Les chiffres sur l’évolution de la pandémie Covid-19 en Afrique sont éloquents et ne répondent pas aux études théoriques de l’Imperial College de Londres, un organe qui, avec l’aide de l’Organisation Mondiale de la Santé (OMS), a préconisé le confinement, appliqué en mars-avril sur la moitié de la population de cette vieille planète, au mépris des lois sur l’adaptation naturelle, des vitesses de propagation différentes et des particularités de la vie humaine. L’Afrique qui se trouvait épargnée, partiellement s’entend, par le virus s’est appliqué le remède des grands corps malades (Italie, France) pour finalement se causer les mêmes désastres économiques et sociaux sans forcément vaincre la pandémie.

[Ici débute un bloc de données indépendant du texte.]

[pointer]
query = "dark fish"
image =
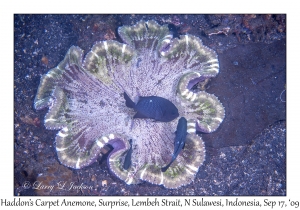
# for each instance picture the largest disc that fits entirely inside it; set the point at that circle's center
(154, 107)
(127, 161)
(179, 142)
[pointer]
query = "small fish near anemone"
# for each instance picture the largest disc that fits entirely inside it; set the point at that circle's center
(86, 104)
(157, 108)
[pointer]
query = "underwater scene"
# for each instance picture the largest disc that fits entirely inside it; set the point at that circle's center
(150, 104)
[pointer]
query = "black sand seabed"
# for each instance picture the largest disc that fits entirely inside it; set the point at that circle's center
(245, 156)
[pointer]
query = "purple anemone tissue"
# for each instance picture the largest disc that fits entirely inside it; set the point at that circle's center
(85, 96)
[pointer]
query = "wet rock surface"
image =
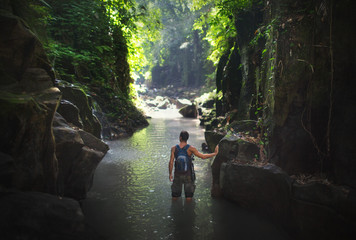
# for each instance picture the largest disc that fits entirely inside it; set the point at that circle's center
(78, 153)
(35, 215)
(37, 157)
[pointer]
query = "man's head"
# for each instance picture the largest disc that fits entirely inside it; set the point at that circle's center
(184, 135)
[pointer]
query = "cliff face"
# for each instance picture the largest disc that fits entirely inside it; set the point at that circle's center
(40, 151)
(297, 68)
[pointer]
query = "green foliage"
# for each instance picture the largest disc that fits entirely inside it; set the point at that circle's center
(217, 24)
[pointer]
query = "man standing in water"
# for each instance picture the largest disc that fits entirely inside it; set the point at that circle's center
(183, 175)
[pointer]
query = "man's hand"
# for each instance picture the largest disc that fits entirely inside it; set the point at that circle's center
(216, 149)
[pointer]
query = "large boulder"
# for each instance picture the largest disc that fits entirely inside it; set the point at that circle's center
(190, 111)
(264, 189)
(23, 62)
(77, 97)
(78, 153)
(28, 101)
(183, 103)
(212, 139)
(34, 215)
(231, 148)
(26, 137)
(70, 113)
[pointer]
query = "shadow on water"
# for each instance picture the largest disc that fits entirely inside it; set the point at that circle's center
(130, 198)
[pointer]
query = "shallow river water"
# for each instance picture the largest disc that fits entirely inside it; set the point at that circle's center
(131, 196)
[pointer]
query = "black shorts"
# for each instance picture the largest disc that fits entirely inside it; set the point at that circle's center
(189, 186)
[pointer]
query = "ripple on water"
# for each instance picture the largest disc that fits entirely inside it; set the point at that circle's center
(130, 198)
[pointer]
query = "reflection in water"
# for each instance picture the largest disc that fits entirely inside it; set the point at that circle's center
(131, 196)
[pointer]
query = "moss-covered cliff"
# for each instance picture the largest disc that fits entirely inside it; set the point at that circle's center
(296, 69)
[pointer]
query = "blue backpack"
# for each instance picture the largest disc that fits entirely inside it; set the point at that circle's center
(183, 161)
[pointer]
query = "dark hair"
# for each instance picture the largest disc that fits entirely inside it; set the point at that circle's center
(184, 135)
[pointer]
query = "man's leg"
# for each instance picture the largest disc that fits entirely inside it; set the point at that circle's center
(176, 187)
(189, 188)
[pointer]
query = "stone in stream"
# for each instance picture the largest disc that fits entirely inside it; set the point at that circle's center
(78, 153)
(190, 111)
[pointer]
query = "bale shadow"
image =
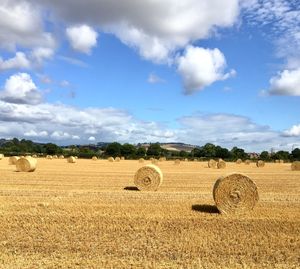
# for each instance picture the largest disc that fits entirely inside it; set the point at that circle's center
(212, 209)
(131, 188)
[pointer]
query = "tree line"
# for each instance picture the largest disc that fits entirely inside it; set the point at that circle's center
(129, 151)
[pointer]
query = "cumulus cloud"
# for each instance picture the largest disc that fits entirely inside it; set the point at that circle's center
(82, 38)
(201, 67)
(20, 61)
(20, 89)
(286, 82)
(294, 131)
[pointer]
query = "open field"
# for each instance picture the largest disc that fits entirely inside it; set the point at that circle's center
(80, 216)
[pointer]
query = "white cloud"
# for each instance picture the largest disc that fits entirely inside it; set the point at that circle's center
(21, 24)
(82, 38)
(201, 67)
(294, 131)
(20, 61)
(20, 89)
(286, 83)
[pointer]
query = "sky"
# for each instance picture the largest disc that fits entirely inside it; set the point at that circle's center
(193, 71)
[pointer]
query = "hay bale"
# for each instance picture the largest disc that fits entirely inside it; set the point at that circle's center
(247, 162)
(13, 160)
(148, 178)
(27, 164)
(238, 161)
(111, 159)
(177, 162)
(295, 166)
(212, 163)
(221, 164)
(260, 163)
(235, 194)
(71, 159)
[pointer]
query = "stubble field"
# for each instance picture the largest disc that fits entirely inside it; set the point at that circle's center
(80, 216)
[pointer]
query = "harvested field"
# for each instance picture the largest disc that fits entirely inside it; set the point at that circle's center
(89, 215)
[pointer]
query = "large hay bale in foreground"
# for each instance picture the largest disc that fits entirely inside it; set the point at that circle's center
(295, 166)
(235, 194)
(148, 178)
(238, 161)
(13, 160)
(71, 159)
(27, 164)
(212, 163)
(221, 164)
(260, 163)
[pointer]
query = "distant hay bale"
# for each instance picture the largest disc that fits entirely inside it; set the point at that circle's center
(235, 194)
(221, 164)
(27, 164)
(148, 178)
(13, 160)
(71, 159)
(212, 163)
(177, 161)
(295, 166)
(260, 163)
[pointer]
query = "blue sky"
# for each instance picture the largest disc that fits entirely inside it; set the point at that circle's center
(225, 72)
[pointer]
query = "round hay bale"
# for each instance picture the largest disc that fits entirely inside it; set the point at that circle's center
(148, 178)
(238, 161)
(247, 162)
(71, 159)
(111, 159)
(177, 161)
(221, 164)
(260, 163)
(27, 164)
(212, 163)
(235, 194)
(295, 166)
(13, 160)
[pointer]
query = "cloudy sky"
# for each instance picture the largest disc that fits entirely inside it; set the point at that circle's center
(193, 71)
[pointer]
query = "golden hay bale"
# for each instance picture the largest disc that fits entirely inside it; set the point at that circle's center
(295, 166)
(13, 160)
(177, 161)
(221, 164)
(27, 164)
(212, 163)
(238, 161)
(260, 163)
(235, 193)
(148, 178)
(71, 159)
(247, 161)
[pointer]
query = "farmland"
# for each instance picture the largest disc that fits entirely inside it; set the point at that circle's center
(88, 215)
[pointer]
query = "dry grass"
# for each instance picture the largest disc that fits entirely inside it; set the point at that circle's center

Au 19 août, le continent dénombrait 1 147 369 cas positifs, 26 618 décès et 870 568 guérisons, rapporte le Centre africain de contrôle des maladies, CDC, basé à Addis Abeba (Ethiopie). Le pays le plus touché par la pandémie est l’Afrique du Sud avec 596 000 cas, soit à peu près 50% des cas dénombrés sur le continent.
Derrière le pays de Mandela, l’on retrouve l’Egypte avec 96 900 cas, le Nigeria (50 500 cas), le Maroc (46 300 cas), le Ghana (43 100 cas), l’Algérie (40 300 cas), le Cameroun (18 400 cas), la Côte d’Ivoire (17 200 cas) et le Sénégal (12 400 cas). Tous ces pays ont confiné leurs populations en mars, quand l’on dénombrait moins d’une dizaine de cas en général pour un coût moyen estimé à 65 milliards de dollars par mois selon la Commission Economique pour l’Afrique (CEA), organe des Nations Unies basé à Addis Abeba.
L’Afrique semble avoir suivi l’Europe et particulièrement la France qui ont confiné leurs populations début mars. Cette dernière a détruit 100.000 emplois par mois en moyenne sur la première moitié de l’année 2020, un rythme jamais vu dans son histoire. Mais les situations du vieux continent et celle de l’Afrique étaient diamétralement différentes ou à tout le moins déphasées dans le temps. L’Afrique a-t-elle été obligée d’appliquer le confinement à l’européenne pour rentrer dans les conditionnalités des prêts et aide de la Banque Mondiale (IDA) ?
Les indicateurs le montrent, l’épidémie n’a commencé véritablement en Afrique qu’à partir de mai, pour passer à une phase exponentielle en juillet-août, période où les dirigeants, rappelés aux réalités de l’économie et d’éventuelles bombes sociales, ont décrété le déconfinement. L’Afrique du Sud vient par exemple d’alléger les restrictions (tout en gardant les frontières fermées, une autre épidémie afro-africaine) , encourageant le retour au travail alors que l’on y a dénombré 3 916 infections nouvelles et 159 décès dans les dernières 24 heures.
Au vu des statistiques du CDC, l’on peut le dire, le confinement a été décrété trop vite en Afrique par suivisme et sans courbe théorique. Pourtant, les décideurs nationaux pensent que le confinement a permis d’acheter le temps, permettant aux pays de préparer leurs plateaux sanitaires, d’organiser leurs équipes et d’importer du matériel nécessaire à la lutte contre le Covid -19. Mais à quel prix, pourrait-on leur opposer ?
Au Sénégal, le professeur Moussa Seydi, en charge de la riposte contre le coronavirus a, dans une récente sortie sur TFM, estimé que le confinement a permis à son pays de gagner du temps, passant de 12 lits de réanimation à plus d’une soixantaine de lits équipés de respirateurs aujourd’hui et à un parc de 2 000 lits. « Nous avons maintenant les moyens de faire face à la situation », a-t-il déclaré.
Concernant le confinent, une étude chinoise publiée dans les Annals of Internal Medicine montre que la plupart des cas de transmission secondaire du COVID 19 étudiés ont eu lieu à domicile. C’est donc à la maison que le risque de contamination semble le plus élevé, et non dans les transports en commun, ou dans d’autres lieux publics. L’étude chinoise apporte de l’eau au moulin des sceptiques du confinement comme le professeur Jean-François Toussaint, professeur de physiologie, médecin à Hôtel-Dieu et Directeur de l’IRMES (France) qui depuis le mois d’avril, préconisait de sortir du confinement «aveugle» pour un confinement «personnalisé» qui permettrait de faire repartir le pays avec le minimum de risques.
Bref, à l’heure où le débat sur le reconfinement bat son plein en prévision de la seconde vague, d’aucuns privilégient en lieu et place le confinement du virus par le masque, l’application rigoureuse de la distanciation sociale, y compris en milieu d’entreprise.